158 illustrious contributors have been asked for a very short essay answering the question
This is a wonderful question and I look forward to the answers, many of which may also be wonderful, even though I may end up burdened with as many as 158 concepts.
(Note the linked page is quite a godawful mess, web-designically speaking. Scroll down to “BEGIN READING HERE” when you are ready to start reading…)
However, judging by the 158 titles, they should have asked me, because the one I would propose appears to be missing. So, before I go exploring the other 158, here’s my contribution.
At first glance, there’s a fundamental problem with science as a method. On the one hand, one is expected to take nothing on faith, to doubt everything, never to defer to authority. On the other hand, science is obviously a cumulative business. By now millions of person-years have been amassed, and it would seem to be impossible, to long have been impossible, to replicate enough of that thinking to get to the cutting edge where knowledge could be advanced.
In practice this presents no problems. We base our work on “established science”. But how is this possible when we take nothing on faith? We pretend it is by reference to the “peer reviewed literature” but that is something of a pose. Reviewers are insufficiently rewarded to provide the requisite review. The system is there to make a plausible claim for a good-faith effort. It doesn’t actually provide effective gatekeeping, and many trivial or incorrect results are published. Consequently the literature is really not enough. (*) But obviously science does work.
The undercelebrated key to science is coherence. The facts and methods that work in any discipline are the ones that “make sense” in the context of all the other facts and methods. Outsiders coming in and offering ideas generally fall outside the established context. The experienced scientist’s first reaction is “no, that can’t be true”, followed by identification of a contradiction with a well-known bit of reality. That is, the wrong idea is incoherent with established knowledge.
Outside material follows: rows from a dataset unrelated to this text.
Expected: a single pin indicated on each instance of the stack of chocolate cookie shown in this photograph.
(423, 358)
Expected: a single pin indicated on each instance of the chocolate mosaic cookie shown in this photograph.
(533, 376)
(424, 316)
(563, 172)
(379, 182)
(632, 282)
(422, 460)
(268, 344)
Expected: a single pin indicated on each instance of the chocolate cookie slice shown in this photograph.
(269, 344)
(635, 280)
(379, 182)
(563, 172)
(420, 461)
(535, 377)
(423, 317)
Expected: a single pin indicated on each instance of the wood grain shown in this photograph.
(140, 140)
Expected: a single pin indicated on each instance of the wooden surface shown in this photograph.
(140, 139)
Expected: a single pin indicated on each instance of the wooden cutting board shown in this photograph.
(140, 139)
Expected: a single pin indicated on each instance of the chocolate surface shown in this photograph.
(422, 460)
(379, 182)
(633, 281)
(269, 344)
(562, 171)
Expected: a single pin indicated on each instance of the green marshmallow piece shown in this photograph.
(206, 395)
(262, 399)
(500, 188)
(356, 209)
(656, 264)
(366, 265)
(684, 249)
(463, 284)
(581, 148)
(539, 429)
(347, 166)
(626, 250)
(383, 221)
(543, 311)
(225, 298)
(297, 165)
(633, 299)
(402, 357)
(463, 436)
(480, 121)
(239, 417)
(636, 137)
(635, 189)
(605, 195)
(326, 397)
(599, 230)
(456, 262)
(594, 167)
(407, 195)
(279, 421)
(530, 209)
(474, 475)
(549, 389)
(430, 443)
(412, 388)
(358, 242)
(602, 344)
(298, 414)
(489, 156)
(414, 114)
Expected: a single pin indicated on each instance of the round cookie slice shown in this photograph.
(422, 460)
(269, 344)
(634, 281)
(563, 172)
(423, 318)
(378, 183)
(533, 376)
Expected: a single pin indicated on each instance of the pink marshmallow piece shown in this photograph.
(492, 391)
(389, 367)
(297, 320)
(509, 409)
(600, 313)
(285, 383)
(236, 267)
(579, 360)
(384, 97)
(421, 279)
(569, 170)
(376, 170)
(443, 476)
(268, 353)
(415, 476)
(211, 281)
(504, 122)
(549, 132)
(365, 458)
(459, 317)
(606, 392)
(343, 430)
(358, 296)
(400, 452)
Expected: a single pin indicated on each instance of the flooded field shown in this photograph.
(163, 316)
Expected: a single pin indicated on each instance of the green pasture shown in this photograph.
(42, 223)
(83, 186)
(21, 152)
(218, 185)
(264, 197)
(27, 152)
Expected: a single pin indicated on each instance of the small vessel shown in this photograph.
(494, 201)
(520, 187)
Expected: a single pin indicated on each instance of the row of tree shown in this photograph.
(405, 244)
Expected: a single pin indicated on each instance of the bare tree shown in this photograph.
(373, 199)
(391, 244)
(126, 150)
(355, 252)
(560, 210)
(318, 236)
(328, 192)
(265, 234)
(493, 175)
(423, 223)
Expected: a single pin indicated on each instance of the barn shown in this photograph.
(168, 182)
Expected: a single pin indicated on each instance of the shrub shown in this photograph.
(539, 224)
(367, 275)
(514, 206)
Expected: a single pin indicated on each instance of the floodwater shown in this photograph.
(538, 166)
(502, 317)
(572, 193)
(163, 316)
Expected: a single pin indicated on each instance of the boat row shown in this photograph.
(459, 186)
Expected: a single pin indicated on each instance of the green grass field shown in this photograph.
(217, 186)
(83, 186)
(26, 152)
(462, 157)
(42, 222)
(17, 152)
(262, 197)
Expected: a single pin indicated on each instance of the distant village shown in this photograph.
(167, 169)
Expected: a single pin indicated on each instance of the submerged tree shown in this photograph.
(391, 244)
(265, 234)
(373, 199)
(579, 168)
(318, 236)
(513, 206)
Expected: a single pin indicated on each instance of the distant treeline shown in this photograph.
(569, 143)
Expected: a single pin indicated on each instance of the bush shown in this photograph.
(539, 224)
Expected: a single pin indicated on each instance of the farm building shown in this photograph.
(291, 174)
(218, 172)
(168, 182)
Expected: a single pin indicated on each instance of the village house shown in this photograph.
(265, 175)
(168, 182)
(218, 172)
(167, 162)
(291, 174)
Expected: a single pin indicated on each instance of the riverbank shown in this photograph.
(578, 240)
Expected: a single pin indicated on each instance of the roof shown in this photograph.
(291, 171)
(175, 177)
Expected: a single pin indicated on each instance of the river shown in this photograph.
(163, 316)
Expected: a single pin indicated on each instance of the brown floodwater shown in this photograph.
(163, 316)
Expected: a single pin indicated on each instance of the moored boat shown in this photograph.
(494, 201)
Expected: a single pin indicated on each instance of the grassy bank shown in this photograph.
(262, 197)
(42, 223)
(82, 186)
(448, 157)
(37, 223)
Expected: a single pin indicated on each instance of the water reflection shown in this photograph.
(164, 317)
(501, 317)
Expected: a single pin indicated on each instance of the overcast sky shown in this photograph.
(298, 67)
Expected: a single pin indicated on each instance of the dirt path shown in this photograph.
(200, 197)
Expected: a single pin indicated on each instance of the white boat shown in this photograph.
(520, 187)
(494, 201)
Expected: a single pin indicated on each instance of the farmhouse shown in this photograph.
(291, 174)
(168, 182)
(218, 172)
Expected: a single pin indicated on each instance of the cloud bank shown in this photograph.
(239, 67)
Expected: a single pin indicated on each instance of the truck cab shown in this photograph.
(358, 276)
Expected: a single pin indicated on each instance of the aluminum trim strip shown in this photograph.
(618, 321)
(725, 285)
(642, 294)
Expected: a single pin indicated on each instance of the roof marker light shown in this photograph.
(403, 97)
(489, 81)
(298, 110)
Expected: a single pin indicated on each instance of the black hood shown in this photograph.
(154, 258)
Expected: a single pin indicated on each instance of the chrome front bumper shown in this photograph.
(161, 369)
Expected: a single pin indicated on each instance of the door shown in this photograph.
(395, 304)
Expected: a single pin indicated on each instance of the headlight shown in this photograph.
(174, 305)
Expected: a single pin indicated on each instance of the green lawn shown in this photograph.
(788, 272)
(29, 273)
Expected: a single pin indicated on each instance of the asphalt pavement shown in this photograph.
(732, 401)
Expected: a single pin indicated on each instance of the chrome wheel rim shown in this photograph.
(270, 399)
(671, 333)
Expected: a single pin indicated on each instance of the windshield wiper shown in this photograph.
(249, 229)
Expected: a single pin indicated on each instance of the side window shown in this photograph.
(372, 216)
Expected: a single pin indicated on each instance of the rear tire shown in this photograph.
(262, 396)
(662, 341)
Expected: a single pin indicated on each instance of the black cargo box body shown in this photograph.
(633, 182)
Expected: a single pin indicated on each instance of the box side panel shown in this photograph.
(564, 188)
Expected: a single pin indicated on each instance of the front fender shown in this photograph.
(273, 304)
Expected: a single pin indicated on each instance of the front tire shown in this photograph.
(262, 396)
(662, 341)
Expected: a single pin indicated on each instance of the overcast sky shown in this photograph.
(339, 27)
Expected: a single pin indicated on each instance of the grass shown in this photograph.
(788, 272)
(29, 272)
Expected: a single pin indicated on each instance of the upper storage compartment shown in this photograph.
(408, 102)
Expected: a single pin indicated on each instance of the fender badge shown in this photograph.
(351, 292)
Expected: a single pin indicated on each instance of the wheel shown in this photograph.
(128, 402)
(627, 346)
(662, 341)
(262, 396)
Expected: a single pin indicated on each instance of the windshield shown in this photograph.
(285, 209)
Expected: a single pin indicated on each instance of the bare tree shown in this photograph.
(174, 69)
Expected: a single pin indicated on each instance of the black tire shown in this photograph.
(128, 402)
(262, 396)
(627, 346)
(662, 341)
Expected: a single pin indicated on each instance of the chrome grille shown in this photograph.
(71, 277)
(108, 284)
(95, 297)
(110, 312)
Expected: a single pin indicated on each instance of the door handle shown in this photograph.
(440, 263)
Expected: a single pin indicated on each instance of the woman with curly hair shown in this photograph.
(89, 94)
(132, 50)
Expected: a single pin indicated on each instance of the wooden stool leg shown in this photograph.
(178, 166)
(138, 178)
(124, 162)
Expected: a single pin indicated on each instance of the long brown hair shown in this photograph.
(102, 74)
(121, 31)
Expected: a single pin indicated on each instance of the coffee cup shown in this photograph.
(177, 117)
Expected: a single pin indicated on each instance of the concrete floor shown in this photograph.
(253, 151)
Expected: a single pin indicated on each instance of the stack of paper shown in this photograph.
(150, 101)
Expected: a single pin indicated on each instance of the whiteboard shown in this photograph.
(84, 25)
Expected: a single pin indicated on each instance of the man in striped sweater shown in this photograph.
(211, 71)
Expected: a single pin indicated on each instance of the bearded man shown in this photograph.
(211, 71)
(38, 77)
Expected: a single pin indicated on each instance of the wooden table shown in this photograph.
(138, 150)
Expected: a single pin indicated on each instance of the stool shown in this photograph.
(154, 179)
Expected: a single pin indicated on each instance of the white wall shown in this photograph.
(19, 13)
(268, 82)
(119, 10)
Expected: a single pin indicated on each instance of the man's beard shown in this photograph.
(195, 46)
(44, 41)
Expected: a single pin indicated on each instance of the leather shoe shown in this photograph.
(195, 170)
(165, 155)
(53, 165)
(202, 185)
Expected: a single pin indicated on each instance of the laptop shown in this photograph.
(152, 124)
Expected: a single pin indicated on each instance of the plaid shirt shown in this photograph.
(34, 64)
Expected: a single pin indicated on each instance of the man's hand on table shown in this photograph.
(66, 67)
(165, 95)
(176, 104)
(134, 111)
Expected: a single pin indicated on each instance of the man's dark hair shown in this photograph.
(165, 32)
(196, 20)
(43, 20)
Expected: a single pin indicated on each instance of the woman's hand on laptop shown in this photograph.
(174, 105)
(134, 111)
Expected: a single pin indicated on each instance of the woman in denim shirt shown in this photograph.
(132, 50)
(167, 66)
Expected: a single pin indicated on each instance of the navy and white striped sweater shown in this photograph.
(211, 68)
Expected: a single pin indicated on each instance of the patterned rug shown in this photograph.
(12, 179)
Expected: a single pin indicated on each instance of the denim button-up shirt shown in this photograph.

Ideas that fall into “hey that might be true” are dramatically rarer, especially if they have a soupcon of “and that would explain this other thing that has been bugging me, too”. And those are the ones to which we need to apply the full brunt of our skepticism, the ones that might survive into the shared network of coherence. So, our ability to advance the truth is based fundamentally on our understanding the truth well enough to quickly discard most untruths. Constructing a realistic and productive perspective is a matter, like the sculptor removing all the marble that is not part of his subject, of getting good at throwing away the stuff that doesn’t matter. The stuff that doesn’t matter is the stuff that is incoherent with what is already known.
(*) Highlighted text used to say: We pretend it is by reference to the “peer reviewed literature” but everyone knows that much of what passes peer review, probably a majority, is nonsense published for the benefit of tenure committees and grant reviewers. The literature is no help.